Nel frattempo, però, la guerra non è stata solo quella al fronte. Perché Mosca, per dare manforte alle sue truppe senza mobilitare più di tanto la sua popolazione ha chiamato in causa i mercenari della Wagner, attivi soprattutto in Africa e mandati a combattere in Ucraina. Il loro capo, Yevgeny Prigozhin, ha così iniziato a combattere quasi una sua guerra personale all’interno del conflitto, proponendosi come alternativa pragmatica ed efficiente rispetto ai “burocrati” del ministero della Difesa, accusati in maniera sempre più dura. E nel braccio di ferro, la Wagner sembrava destinata gradualmente a doversi adeguare alle regole dell’esercito, finendo per fare l’impensabile e tentare, lo scorso giugno, qualcosa di simile a un colpo di mano, marciano su Mosca. La marcia si è fermata alle porte della capitale, i paramilitari sono stati relegati in Bielorussia e Prigozhin, insieme ad altri leader della Wagner, sono morti nello schianto del loro aereo lo scorso 23 agosto in circostanze non ancora chiarite.

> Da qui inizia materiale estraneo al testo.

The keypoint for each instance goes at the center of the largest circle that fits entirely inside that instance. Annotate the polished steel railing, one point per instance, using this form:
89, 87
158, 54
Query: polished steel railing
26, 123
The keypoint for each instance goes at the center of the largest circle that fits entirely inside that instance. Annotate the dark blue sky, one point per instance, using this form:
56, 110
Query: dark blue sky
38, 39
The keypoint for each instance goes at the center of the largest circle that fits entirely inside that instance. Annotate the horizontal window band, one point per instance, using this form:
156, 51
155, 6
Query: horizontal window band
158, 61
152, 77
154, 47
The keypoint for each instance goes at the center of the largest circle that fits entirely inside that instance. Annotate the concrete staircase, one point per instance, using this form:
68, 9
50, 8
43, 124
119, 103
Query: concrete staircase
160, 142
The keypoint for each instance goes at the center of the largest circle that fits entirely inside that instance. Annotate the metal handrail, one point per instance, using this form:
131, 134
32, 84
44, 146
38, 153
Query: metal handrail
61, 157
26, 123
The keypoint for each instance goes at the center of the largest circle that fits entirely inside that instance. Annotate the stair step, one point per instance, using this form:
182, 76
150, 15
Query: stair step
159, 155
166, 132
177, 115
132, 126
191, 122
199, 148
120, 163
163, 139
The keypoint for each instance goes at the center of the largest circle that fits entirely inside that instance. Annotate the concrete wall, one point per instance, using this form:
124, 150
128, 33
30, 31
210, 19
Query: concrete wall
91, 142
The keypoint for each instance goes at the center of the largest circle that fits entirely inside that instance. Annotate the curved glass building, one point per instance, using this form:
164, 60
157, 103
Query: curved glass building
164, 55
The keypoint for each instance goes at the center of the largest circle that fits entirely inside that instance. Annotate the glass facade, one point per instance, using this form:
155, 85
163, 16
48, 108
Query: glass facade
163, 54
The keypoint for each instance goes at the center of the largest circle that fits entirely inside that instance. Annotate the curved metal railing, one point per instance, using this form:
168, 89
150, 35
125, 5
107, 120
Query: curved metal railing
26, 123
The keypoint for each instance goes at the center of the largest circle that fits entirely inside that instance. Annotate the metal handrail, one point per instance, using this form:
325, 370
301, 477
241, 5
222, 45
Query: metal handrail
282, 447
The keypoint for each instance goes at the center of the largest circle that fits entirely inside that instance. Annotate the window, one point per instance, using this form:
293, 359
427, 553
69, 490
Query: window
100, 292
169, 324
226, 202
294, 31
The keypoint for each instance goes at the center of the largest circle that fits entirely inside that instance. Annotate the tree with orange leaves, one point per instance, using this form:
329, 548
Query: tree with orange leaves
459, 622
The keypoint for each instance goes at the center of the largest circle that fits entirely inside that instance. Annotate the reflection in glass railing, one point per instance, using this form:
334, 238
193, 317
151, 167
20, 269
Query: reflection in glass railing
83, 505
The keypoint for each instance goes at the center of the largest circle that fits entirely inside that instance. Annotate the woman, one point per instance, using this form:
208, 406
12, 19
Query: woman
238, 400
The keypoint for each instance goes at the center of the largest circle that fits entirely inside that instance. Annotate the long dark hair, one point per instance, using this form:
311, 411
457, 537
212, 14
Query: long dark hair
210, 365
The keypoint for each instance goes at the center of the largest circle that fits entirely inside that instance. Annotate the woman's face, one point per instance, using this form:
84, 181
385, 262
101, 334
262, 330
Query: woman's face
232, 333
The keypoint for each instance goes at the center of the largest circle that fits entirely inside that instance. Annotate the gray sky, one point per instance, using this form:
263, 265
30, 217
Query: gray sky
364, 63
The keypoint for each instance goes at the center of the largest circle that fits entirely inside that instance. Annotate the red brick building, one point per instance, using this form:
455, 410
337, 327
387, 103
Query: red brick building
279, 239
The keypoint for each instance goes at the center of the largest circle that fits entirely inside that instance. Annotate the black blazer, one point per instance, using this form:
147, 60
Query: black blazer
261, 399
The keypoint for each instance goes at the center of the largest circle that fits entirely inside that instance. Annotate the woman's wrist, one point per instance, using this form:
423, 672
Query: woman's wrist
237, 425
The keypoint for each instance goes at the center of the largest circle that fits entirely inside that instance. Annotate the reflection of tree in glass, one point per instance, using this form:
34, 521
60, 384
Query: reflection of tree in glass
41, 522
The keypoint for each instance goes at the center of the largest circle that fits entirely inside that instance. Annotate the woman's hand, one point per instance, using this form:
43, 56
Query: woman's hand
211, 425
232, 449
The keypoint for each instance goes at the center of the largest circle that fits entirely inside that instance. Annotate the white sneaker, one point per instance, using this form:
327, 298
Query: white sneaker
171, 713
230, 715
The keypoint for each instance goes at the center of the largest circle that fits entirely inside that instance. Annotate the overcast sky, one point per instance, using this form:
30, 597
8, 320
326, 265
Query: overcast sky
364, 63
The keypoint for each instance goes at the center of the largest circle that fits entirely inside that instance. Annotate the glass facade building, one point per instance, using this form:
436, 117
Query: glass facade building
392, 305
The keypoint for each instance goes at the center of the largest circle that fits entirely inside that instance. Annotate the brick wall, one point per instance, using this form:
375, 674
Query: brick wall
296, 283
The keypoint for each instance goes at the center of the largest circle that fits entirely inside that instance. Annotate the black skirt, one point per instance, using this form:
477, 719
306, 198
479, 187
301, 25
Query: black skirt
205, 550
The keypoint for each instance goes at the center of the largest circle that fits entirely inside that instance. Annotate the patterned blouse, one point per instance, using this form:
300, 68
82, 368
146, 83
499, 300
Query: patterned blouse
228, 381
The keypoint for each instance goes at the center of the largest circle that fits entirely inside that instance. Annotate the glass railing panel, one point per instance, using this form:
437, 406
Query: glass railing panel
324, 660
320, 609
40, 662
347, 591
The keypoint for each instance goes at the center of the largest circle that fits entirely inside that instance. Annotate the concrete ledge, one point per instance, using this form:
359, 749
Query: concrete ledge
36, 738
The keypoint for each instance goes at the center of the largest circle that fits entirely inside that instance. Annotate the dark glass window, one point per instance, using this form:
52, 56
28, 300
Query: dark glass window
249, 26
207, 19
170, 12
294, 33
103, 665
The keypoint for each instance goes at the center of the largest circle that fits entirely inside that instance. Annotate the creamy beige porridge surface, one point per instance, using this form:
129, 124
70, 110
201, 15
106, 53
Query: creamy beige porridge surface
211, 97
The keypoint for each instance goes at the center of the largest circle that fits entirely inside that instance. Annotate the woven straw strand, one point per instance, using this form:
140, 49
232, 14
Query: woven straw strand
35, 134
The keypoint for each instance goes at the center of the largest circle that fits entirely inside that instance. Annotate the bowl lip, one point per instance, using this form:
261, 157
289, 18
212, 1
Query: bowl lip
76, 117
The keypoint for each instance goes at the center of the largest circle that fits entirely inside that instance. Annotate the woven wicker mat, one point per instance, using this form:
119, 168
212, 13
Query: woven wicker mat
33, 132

Intanto, dopo un anno e mezzo di guerra non si riesce a vedere la fine ma si nota come un mondo che non aveva ridefinito il proprio ordine dopo il crollo dell’Urss abbia subito, il 24 febbraio 2022, una spallata tale da mettere in discussione molte consuetudini. Dall’ingresso nella Nato di Finlandia e Svezia (per quest’ultima manca ancora la ratifica), alla Svizzera neutrale per antonomasia unitasi alle sanzioni, fino a un’alleanza atlantica che sposta il suo baricentro verso est e al generico riarmo di numerosi Paesi, con tutti i rischi del caso e col timore che, ogni giorno che passa e in cui un nuovo soggetto viene coinvolto in modo diretto o in diretto in questa guerra le cose possano in un modo o nell’altro peggiorare.